The world's governments will not meet their internationally-agreed target of curbing the loss of species and nature by 2010, a major study has confirmed.
Virtually all species and ecosystems show continued decline, while pressures on nature are increasing, it concludes.
Published in the journal Science, the study confirms what conservationists have known for several years.
The 2010 target was adopted in 2002, but the scientists behind this study say implementation has been "woeful".
"Our analysis shows that governments have failed to deliver on the commitments they made in 2002," said research leader Stuart Butchart, from the UN Environment Programme's World Conservation Monitoring Centre (Unep-WCMC) and BirdLife International.
"Biodiversity is still being lost as fast as ever, and we have made little headway in reducing the pressures on species, habitats and ecosystems."
Unep chief scientist Joseph Alcamo added: "Since 1970, we have reduced animal populations by 30%, the area of mangroves and seagrasses by 20% and the coverage of living corals by 40%.
"These losses are clearly unsustainable."
The study combined more than 30 indicators of how species and ecosystems are changing.
These encompass plants and animals from land and sea.
Very few of the indicators gave any hint that biodiversity loss was decreasing at all.
Meanwhile, measures of threat - such as loss of habitat, climate change and colonisation by harmful non-native species - were virtually all increasing.
Policies to restrict the threats to biodiversity are simply not up to the job, the authors argue.
"Although nations have put in place some significant policies to slow biodiversity declines, these have been woefully inadequate, and the gap between the pressures on biodiversity and the responses is getting ever wider," said Dr Butchart.
While about 12% of land is now under some kind of protection, not all of it is effectively managed.
And less than 1% of the world's oceans is protected.
Conservationists hope that laying the sheer scale of the issue before governments will induce them to take tougher steps in the near future.
"We can no longer use the excuse that we don't know enough about the loss of diversity of life on our planet," said Jean-Christophe Vie, deputy head of the Species Programme at the International Union for the Conservation of Nature (IUCN).
"The role of governments is paramount; but the magnitude and rate of loss of biodiversity means that everyone, from individuals to businesses, must act now to save all life on Earth before we reach breaking point."

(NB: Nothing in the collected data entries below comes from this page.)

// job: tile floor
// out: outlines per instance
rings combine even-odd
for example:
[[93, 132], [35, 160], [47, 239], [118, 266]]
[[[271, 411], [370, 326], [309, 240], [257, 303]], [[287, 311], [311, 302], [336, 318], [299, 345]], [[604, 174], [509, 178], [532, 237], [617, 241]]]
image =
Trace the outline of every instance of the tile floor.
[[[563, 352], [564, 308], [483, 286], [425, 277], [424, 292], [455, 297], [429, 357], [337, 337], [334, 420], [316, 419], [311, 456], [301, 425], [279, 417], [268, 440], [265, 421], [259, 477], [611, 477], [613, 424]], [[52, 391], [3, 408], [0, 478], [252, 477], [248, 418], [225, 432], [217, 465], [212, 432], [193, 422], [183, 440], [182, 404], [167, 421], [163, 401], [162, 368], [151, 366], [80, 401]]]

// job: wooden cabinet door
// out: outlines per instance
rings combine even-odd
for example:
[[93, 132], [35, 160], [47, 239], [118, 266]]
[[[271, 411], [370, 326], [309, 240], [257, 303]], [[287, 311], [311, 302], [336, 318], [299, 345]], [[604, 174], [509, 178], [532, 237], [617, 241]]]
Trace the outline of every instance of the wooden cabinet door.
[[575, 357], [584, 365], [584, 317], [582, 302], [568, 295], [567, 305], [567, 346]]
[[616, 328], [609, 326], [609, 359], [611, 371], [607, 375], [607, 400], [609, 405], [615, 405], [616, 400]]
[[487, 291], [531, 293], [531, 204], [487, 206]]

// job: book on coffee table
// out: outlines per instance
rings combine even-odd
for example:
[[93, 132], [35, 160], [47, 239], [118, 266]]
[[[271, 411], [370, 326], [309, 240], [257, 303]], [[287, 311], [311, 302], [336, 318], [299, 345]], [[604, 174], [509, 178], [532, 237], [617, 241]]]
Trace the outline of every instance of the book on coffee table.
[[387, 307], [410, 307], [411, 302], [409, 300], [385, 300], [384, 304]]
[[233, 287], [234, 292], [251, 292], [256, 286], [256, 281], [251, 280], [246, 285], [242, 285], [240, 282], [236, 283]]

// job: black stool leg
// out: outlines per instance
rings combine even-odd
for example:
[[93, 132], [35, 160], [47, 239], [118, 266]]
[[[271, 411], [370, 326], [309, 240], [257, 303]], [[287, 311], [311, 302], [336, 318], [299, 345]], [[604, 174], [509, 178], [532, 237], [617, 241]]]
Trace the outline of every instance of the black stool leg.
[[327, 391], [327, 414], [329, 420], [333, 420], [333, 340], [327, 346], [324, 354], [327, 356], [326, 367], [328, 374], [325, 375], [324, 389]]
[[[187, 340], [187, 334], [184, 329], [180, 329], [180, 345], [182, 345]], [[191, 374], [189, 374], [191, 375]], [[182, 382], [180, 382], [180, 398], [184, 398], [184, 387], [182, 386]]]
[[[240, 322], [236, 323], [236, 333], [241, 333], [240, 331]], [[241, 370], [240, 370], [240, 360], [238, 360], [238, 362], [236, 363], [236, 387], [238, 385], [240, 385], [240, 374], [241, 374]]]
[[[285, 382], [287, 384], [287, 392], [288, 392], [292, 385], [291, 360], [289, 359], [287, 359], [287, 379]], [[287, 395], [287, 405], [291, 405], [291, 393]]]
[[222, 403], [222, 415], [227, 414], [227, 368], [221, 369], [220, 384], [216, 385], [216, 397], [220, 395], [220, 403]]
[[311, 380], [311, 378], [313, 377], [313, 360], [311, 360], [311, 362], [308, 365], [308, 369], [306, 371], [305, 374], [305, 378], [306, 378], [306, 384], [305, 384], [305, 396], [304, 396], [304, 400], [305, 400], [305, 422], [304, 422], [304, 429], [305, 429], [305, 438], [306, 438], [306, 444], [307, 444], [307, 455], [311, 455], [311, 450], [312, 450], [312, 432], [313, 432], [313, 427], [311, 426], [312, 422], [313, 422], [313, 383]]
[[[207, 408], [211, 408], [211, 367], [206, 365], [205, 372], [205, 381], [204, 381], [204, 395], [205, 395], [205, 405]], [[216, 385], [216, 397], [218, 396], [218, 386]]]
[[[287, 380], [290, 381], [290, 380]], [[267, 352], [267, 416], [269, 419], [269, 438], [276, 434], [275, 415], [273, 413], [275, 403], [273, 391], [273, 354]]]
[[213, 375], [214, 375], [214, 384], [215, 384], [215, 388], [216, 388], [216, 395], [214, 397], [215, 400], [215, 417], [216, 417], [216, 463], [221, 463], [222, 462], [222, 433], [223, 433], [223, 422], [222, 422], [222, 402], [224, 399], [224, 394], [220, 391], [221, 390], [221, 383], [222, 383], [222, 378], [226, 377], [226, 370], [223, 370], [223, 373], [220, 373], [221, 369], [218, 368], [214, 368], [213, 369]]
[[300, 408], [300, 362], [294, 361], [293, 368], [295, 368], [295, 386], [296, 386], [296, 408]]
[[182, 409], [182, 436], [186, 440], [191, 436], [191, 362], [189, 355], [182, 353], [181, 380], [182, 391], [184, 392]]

Governments will review their failure to meet the 2010 target, and probably set new ones, at the UN Convention on Biological Diversity (CBD) summit in Nagoya, Japan, in October.
New targets are likely to be directed at stemming the threats to biodiversity, such as unsustainable agriculture, pollution and the growing scale of cities and transport networks.
"World leaders faced the economic crisis head on," noted Simon Stuart, head of IUCN's Species Survival Commission.
"We need that same level of investment and commitment for the environment."